Esta comia de boca aberta. Parecia uma vaca a ruminar! Por momentos pensei, levada pela minha fértil imaginação, que existia uma fada aprisionada na sua boca que estava a emitir um pedido de socorro em código morse. Mas não, era só ela a comer uma maçã. 

Nunca aquela maçã imaginou acabar assim! Triturada em praça pública como uma maçã qualquer!! Ela não era uma maçã qualquer! Ela tinha pedigree!! Sumarenta. O sumo daquela real maçã escorria pela cara da moça abaixo. Vermelhinha. De um encarnado cor de sangue e de polpa esbranquiçada, misturados, na sua hora final, numa papa semi líquida, semi grumosa, na boca da indivídua. Eu vi! Ninguém me contou.

Vamos todos dedicar um minuto de silêncio àquela pobre maçã! E à moça que a estava a comer também, que ela bem precisa, coitada.


Catarina Vilas Boas
A minha escrita já não é o que foi em tempos. Essa é a triste e dura verdade.

segunda-feira, 6 de janeiro de 2014

Devaneios de comboio #2 - O Eusébio

Começo por dizer que sou portista. Mais vale expor essa espécie de conflito de interesses à priori que é para não dizerem que andam aqui ao engano.

Só num país como Portugal é que a morte de um jogador de futebol enche telejornais quase inteiros, às 13 e às 20 horas, nos quatro canais generalistas, incluindo o canal público.
Mas que é que me interessam os constantes directos do caixão a caminho do Estádio? As pessoas a chorar e a dizer que o Eusébio fez mais por este país do que qualquer pessoa? Pseudo celebridades a atestar o quão boa pessoa o senhor era? E homens a espumarem-se todos porque a bandeira não estava a meia haste?

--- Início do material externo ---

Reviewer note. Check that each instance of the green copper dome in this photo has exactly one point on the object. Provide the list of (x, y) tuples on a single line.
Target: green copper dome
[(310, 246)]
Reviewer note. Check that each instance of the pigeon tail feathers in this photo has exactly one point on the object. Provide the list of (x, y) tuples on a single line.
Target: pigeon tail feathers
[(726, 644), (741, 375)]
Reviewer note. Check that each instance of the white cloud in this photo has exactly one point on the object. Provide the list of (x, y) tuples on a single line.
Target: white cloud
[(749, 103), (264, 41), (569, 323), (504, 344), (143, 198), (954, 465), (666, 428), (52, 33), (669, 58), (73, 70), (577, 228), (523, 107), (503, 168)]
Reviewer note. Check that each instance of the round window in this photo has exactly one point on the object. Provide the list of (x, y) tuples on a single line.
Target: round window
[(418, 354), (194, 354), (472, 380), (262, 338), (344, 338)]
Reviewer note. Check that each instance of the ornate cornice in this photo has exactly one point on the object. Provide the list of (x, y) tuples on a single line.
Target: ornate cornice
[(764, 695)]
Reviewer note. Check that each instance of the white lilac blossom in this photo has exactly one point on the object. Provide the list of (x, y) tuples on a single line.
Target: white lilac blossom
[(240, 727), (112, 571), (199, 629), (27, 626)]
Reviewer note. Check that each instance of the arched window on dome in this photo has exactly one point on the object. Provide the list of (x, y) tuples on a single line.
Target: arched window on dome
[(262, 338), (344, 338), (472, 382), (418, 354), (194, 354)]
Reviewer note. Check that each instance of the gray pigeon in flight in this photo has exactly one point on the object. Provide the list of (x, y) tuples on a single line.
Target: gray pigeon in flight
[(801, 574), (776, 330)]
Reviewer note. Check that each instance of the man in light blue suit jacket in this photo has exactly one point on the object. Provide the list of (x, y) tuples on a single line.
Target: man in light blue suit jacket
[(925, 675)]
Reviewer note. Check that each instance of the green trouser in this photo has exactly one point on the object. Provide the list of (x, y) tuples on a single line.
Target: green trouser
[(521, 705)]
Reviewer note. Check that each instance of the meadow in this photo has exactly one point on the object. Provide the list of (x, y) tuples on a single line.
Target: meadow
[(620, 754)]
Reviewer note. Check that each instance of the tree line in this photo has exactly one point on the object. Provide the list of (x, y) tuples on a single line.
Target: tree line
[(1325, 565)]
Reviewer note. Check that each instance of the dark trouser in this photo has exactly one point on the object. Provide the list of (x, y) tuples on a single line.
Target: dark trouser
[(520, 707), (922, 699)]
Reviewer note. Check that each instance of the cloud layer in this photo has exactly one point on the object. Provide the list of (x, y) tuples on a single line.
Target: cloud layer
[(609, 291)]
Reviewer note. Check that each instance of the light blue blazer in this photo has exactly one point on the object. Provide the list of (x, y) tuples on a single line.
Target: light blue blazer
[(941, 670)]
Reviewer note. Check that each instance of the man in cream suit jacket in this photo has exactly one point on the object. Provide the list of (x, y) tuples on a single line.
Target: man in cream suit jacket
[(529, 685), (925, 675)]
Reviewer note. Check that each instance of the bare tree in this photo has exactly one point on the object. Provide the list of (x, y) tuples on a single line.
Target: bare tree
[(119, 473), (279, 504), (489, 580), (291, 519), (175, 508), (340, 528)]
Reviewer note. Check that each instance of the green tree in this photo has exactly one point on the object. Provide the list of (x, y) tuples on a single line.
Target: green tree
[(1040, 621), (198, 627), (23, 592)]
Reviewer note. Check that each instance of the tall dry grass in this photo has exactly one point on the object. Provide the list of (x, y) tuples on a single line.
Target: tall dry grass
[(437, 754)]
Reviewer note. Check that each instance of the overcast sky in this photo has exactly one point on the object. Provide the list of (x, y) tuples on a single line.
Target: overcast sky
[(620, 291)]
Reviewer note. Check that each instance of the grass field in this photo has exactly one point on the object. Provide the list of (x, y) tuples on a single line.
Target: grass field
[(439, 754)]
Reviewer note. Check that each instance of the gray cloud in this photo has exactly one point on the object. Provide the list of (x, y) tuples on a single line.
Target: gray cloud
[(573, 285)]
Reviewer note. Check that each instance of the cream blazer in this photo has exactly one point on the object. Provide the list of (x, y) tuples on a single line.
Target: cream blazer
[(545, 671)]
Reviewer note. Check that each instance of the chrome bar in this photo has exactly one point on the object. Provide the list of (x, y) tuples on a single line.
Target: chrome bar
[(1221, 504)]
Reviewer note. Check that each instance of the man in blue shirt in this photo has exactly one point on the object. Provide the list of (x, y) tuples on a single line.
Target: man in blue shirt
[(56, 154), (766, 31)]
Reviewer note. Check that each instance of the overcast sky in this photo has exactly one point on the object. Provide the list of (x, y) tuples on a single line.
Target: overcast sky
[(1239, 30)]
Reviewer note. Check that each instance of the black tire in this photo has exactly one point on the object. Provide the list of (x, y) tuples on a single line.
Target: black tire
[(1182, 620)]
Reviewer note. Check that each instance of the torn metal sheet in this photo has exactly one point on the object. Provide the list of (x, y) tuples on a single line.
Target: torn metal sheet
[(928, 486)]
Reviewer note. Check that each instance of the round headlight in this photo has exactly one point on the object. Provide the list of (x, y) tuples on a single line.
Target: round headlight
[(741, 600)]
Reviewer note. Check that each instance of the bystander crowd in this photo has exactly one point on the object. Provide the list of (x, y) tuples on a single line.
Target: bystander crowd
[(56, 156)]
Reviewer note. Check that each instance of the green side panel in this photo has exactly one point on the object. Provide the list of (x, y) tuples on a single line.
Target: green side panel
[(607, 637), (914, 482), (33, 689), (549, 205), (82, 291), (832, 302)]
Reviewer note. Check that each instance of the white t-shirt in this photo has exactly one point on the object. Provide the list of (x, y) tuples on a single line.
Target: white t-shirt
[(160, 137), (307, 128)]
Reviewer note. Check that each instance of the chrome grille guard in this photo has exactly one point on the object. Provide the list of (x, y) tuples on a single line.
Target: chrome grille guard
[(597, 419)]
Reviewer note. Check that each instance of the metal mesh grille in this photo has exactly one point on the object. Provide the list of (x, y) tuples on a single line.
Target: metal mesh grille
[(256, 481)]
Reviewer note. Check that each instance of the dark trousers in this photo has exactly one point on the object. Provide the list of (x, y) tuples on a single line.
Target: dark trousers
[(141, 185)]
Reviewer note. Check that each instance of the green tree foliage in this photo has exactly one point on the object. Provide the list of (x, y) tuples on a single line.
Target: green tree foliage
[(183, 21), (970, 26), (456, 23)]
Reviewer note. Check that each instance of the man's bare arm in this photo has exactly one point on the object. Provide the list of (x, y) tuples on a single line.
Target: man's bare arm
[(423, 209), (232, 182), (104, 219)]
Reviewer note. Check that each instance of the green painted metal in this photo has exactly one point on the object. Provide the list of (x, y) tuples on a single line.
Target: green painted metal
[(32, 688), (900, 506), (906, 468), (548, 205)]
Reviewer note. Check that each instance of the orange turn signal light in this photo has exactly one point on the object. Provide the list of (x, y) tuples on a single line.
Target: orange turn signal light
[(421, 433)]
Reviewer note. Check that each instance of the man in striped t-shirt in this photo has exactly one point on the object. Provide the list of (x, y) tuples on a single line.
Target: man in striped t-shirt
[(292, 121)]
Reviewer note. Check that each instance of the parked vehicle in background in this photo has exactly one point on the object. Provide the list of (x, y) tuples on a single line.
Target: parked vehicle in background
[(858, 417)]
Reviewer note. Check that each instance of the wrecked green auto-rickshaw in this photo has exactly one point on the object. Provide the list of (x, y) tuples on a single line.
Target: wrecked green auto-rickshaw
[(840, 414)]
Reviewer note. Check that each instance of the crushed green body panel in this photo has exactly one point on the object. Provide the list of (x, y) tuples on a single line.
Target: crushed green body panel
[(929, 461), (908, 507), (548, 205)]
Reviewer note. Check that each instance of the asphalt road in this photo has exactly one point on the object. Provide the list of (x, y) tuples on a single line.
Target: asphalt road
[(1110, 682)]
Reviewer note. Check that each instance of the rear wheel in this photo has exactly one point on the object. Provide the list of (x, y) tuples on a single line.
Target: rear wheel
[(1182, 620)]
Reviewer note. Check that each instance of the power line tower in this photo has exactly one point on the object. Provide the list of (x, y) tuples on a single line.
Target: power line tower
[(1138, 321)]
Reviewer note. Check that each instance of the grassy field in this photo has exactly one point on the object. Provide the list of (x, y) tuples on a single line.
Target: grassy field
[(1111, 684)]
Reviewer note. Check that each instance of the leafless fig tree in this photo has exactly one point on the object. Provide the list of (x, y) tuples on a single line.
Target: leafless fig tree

Não é de meu interesse nem de interesse nacional. Portanto sou obrigada a concluir que todo este tempo de antena se deve ao facto de o Eusébio ter sido um jogador importante do clube encarnado. E não é ressabiamento, mas ao contrário do que os adeptos gostam de dizer no êxtase orgásmico das suas dúbias vitórias, o benfica não é uma nação.

A cereja no topo do bolo foi mesmo uma peça da rtp1 em que o jornalista diz que o país inteiro foi dizer adeus ao Eusébio quando a imagem mostra grande parte do estádio vazio.

E ainda querem o corpo no Panteão Nacional!! 
Quando ainda tinha paciência para assistir a estes telejornais de trazer por casa vi um benfa de bigodito dizer que o Eusébio merecia porque fez muito pela cultura do futebol. Cultura do futebol… cultura do futebol!?! A pior das misérias é mesmo a intelectual...

Anda gente a passar fome, sem dinheiro para medicamentos, para pagar a luz e a água (este último assegurado como bem de primeira necessidade na Constituição Portuguesa), a dormir na rua. Andam os funcionários públicos a pagar as “vacas ao dono” porque são, em teoria, o tumor do país (os políticos corruptos não se inserem nesse grupo cancerígeno, como é óbvio), andam as pessoas a apertar um cinto que lhes afixia, mais do que a carteira, a alma. E, mesmo assim, os portugueses querem que o Estado gaste dezenas de milhares de euros para colocar o Eusébio no Panteão Nacional (e não fui eu que avancei com este valor, mas sim uma entendida do assunto durante o telejornal da rtp1).

E é esta mentalidade portuguesinha, alimentada pelos media simplistas, que nos arrasta a todos para as profundezas do subdesenvolvimento social.